Sanders did, however, claim to be winning in two areas. The first, he said, was that he was winning the “ideological debate,” citing strong support for increasing the minimum wage to $15, for making public college and trade schools tuition-free, and for creating a “Medicare for All” health care system. He said he found it “amazing” that even in “conservative states like Mississippi” there is strong support for “Medicare for All,” likely referring to an exit poll result in which 60 percent of Democratic primary voters supported a government health-insurance plan in lieu of private insurance. These were the numbers in a state in which Sanders did not even meet the statewide threshold for delegates. So it goes.

In addition, Sanders said, his campaign was “winning the generational debate.” (That wasn’t necessarily the plainest way to put it: He is winning younger voters in a landslide, and Biden is winning older voters in a landslide. There are more of the latter.) It is true that younger voters are the softest spot in what’s otherwise forming into a firm Biden coalition. And Sanders’ message was that Biden cannot take the votes of his younger supporters for granted.

“Today, I say to the Democratic establishment: In order to win in the future, you need to win the voters who represent the future of our country, and you must speak to the issues of concern to them,” Sanders said. “You cannot simply be satisfied by winning the votes of people who are older.”

This was not the tone of someone clinging to the belief that he can retake the upper hand. His account of his decision to stay in the race at least through the next debate, and the forward-looking approach he presented, sounded more like the opening of negotiations.

He was telling Joe Biden, and other leading Democratic Party figures who are getting anxious about Sanders’ continued presence in the race, that if Biden wants the support of Sanders and the majority of young Democratic voters in the near term, he has to show them something more on the policy areas he outlined, on which many younger voters feel an urgency that’s incommensurate with the proposals the Biden campaign has thus far offered. If the race is more or less over, now the onus is on Biden to determine what kind of olive branch he’s willing to extend.

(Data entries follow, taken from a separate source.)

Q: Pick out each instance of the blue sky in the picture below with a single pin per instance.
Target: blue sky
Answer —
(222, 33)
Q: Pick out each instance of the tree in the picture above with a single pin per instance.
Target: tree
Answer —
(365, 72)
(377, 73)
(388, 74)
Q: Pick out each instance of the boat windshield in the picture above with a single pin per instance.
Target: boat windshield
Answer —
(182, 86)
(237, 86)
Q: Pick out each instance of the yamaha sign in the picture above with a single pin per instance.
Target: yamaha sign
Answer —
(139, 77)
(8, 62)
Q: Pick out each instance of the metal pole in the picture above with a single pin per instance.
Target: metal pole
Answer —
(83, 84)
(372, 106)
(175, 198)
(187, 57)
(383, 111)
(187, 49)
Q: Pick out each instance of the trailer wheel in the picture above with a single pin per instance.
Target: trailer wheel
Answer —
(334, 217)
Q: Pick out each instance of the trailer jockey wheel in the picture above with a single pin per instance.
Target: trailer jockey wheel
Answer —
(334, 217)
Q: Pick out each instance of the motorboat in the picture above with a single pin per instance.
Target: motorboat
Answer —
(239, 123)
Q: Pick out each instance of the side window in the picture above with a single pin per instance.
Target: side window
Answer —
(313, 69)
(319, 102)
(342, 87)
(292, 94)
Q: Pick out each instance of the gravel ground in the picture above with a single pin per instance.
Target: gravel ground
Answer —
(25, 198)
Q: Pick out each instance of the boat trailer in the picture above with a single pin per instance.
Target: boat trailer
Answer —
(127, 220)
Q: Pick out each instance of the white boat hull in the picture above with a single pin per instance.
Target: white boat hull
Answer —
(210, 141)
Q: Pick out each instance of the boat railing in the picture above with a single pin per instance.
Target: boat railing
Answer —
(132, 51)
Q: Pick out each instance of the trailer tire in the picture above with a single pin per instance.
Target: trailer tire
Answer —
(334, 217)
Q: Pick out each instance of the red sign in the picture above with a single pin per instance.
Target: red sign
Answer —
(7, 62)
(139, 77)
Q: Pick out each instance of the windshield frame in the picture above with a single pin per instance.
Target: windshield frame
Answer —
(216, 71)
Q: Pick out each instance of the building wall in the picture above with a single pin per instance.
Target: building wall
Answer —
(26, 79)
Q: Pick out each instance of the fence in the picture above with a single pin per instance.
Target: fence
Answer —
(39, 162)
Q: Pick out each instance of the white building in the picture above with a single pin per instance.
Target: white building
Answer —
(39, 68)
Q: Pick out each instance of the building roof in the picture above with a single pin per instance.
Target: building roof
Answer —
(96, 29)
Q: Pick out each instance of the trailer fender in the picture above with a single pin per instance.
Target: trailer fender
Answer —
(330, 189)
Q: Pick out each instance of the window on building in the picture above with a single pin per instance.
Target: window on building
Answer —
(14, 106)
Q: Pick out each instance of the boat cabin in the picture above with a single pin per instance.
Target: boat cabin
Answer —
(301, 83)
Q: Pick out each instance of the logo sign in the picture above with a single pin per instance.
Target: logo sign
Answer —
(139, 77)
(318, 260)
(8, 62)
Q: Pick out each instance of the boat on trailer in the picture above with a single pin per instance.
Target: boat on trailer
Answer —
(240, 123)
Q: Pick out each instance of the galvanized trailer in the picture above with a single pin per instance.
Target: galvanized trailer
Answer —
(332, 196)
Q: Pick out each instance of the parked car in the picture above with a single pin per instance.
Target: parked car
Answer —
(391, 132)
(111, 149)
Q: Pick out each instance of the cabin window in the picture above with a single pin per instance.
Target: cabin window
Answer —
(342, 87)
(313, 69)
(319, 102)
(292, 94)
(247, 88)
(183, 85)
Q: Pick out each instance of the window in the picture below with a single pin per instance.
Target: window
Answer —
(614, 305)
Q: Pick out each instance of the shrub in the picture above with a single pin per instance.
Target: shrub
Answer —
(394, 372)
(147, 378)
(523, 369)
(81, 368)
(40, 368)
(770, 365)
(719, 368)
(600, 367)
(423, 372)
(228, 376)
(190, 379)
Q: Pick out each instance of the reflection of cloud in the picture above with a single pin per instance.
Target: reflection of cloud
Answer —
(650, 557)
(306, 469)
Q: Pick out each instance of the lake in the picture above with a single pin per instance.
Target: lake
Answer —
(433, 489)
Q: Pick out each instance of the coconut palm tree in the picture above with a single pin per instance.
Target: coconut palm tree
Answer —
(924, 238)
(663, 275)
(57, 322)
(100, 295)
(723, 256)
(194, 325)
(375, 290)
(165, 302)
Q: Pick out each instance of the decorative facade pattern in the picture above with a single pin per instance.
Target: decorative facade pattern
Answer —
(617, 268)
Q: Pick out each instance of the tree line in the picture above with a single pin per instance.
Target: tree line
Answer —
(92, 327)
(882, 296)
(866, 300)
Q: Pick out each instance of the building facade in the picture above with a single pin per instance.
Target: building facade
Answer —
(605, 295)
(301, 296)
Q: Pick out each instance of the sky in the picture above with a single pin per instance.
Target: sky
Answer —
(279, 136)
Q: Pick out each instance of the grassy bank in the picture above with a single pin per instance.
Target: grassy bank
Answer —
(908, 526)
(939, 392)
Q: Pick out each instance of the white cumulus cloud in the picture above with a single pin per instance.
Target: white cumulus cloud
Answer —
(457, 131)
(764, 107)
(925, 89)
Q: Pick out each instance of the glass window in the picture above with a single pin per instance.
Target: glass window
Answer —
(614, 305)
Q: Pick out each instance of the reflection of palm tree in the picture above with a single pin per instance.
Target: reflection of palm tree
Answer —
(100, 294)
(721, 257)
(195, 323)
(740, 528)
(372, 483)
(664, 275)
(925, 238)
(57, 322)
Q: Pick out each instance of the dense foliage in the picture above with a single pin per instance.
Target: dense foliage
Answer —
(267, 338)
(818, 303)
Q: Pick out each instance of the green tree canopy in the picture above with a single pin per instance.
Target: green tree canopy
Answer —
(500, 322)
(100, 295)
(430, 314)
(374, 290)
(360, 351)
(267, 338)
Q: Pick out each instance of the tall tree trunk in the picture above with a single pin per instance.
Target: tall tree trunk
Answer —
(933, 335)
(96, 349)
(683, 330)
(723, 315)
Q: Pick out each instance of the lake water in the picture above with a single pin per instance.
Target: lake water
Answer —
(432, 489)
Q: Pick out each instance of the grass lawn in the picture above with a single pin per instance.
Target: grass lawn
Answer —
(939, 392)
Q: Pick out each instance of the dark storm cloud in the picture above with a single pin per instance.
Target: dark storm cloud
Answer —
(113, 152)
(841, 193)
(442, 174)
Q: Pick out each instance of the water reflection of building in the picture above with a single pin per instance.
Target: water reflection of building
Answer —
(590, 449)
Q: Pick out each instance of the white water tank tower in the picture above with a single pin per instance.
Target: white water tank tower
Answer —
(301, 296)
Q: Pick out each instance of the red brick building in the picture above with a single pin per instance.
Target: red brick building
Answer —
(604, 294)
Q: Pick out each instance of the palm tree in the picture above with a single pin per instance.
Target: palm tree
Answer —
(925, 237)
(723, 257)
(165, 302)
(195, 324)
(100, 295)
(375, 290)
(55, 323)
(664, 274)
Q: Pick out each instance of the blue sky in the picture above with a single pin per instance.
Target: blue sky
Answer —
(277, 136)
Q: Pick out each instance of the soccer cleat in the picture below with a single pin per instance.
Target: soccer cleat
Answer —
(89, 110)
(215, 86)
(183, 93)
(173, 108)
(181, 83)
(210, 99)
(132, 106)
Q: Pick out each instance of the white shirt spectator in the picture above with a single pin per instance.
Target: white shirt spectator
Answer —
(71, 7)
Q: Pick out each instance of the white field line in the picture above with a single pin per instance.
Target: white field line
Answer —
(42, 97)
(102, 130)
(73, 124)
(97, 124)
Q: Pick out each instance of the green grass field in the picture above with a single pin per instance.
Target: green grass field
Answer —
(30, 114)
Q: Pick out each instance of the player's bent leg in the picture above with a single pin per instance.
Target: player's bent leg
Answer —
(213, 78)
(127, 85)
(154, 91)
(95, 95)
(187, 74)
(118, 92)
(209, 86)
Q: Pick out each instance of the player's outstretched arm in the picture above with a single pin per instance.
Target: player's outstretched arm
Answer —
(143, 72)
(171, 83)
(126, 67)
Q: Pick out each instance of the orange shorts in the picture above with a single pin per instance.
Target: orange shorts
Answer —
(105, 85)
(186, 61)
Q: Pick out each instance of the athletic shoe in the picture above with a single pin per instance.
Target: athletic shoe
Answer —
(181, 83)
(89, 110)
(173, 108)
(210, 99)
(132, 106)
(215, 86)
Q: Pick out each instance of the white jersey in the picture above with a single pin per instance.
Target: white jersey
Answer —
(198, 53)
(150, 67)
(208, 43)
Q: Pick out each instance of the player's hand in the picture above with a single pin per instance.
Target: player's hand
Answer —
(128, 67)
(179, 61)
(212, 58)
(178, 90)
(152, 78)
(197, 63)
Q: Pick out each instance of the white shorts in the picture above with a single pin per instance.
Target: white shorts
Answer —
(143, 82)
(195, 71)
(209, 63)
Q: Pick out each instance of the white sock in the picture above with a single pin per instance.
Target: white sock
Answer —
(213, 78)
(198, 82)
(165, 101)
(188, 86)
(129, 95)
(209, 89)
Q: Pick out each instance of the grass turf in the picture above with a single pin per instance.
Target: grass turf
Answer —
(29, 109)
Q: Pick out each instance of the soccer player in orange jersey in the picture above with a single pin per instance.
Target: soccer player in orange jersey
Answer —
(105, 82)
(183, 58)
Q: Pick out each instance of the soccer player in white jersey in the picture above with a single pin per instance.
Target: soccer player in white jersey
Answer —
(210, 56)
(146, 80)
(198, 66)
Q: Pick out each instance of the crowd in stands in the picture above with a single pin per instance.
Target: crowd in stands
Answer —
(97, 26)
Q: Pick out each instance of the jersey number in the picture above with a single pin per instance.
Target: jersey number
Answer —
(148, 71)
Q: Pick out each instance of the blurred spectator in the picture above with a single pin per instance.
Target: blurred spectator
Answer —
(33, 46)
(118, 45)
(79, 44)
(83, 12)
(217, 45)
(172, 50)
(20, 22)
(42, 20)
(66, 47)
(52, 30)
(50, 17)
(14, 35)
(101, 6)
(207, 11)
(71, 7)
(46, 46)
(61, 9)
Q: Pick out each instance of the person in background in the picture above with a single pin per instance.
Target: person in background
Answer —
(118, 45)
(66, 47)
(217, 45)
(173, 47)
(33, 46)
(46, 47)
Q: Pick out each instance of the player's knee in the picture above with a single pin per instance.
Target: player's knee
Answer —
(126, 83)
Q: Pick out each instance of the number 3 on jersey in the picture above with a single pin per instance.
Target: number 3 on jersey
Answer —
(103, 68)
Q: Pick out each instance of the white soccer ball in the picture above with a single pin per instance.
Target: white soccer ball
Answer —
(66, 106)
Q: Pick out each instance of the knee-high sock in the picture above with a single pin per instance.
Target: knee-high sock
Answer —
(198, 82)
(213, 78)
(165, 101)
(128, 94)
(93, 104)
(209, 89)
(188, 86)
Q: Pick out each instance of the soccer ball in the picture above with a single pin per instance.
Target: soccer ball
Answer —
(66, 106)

It’s a complicated question for Biden. As the past couple weeks’ results have shown, he has enough supporters to win the primary comfortably, and he would rather not have to adopt too many of Sanders’ more radical proposals. He would rather not, for example, have to promise that he would sign “Medicare for All” legislation if it came to his desk—an absurd hypothetical involving a fantasy Congress that, were he to agree to it, would produce a general election liability for him. Biden would be well within his rights not to offer Sanders anything, to beat him continuously for the rest of the primary season, and to watch as Sanders—with much less leverage than he had in 2016—comes begging for table scraps before the convention.

But Sanders, without formally ceding any ground to the front-runner, was speaking the language of conciliation. This time, Sanders didn’t talk about sparking a political revolution or launching a takeover of the Democratic Party. He opened and closed his remarks by repeating a simple message: that Donald Trump is a uniquely dangerous and corrupt president, and that it is essential to defeat him. If this sounded familiar, it’s because it’s exactly what his fellow presidential candidates said when they dropped out en masse and lined up behind Joe Biden. Rather than declaring his intention to overthrow the party establishment, Sanders was endorsing the establishment’s basic premise of the race—but arguing that the Democratic Party’s road to that shared goal runs through his agenda and his supporters. It was the Sanders version of being a team player, if Biden will have him on the team.